グロスターそのためにこそ、ご足労願ったのです、
口さがない世間の非難を避けるためにな。
バッキンガムとはいえ、われらの当初のもくろみには間に合わなかったのですから、
せめて、お聞きになったとおり、われらの意図だけでもご証言を。
それでは市長どの、ごきげんよう。
グロスター追え、追うのだ、従兄弟のバッキンガム。
市長は大急ぎでギルドホールへ向かう。
あちらで、頃合いを一番よく見計らって、
エドワードの子供たちは私生児だと吹き込め。
連中に話してやれ、エドワードが市民をひとり死刑にした話を。
罪状はただ、自分の息子を「王冠」の世継ぎにすると
言っただけのこと。実際は、王冠の看板を出していたので
そう呼ばれていた自分の家のことだったのだがな。
その上で、あの男の憎むべき漁色をあげつらえ、
相手構わず取り替える、獣じみた情欲をな。
その毒牙は市民たちの召使いにも、娘にも、女房にも及んだ、
好色の目と野蛮な心が、見境もなく
獲物と狙いを定めた先なら、どこへでも、とな。
いや、必要とあらば、わたしの身辺まで踏み込んでかまわん。
言ってやれ——母上があの飽くことを知らぬエドワードを
身ごもっていたころ、わたしの気高い父君ヨークは
フランスで戦の最中だった。
日数を正しく数え合わせてみて、
父はその子が自分の胤でないと悟った。
それは顔立ちにもはっきり現れていた、
気高い父上とは、似ても似つかなかったのだからな。
だがこの件は控えめに、遠回しに触れるだけにしろ。
知ってのとおり、母上はまだ存命だからな。
バッキンガムお任せあれ、閣下。
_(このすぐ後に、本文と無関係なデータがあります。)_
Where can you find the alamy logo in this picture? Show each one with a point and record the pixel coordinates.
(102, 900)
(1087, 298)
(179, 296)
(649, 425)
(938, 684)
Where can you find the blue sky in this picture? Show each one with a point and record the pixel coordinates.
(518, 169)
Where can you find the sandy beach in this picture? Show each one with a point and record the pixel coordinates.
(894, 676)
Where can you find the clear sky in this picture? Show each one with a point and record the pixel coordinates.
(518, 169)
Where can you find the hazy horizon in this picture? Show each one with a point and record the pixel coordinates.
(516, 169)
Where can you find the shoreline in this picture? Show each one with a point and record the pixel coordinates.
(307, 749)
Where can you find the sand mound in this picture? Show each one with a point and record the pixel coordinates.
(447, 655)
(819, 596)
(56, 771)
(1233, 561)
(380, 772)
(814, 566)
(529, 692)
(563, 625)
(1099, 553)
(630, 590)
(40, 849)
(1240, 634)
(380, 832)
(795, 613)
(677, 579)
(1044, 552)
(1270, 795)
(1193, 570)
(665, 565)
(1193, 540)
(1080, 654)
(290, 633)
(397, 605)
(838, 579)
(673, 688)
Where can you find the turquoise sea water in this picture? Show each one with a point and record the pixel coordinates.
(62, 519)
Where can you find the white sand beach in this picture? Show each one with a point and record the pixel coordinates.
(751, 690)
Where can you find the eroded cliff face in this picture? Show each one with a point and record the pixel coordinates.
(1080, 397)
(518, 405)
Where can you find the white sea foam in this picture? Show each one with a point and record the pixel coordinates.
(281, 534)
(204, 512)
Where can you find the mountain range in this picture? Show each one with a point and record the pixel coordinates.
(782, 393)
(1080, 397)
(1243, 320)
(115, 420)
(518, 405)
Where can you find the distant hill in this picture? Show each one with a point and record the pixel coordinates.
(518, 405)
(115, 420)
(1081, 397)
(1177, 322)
雄弁家を演じてご覧に入れましょう、
この弁論で勝ち取る黄金の報酬が、
わたし自身のものであるかのようにね。では閣下、ごめん。
グロスター首尾よくいったら、連中をベイナード城へ連れて来い。
わたしはそこで、恭しい神父たちや学識豊かな主教たちに
囲まれているのが、見られるだろうよ。
バッキンガム参ります。三時か四時ごろには、
ギルドホールの首尾の報せをお待ちください。
グロスター行け、ラヴェル、大急ぎでショー博士のところへ。
グロスターおまえはペンカー修道士のところだ。ふたりとも、
一時間のうちにベイナード城でわたしに会うよう伝えろ。
グロスターさて、わたしは中へ入って、内々の指図をしておこう、
クラレンスの小倅どもを人目から遠ざける手配と、
それから、どんな人間もいっさい、
あの王子たちに近づけるなというお達しをな。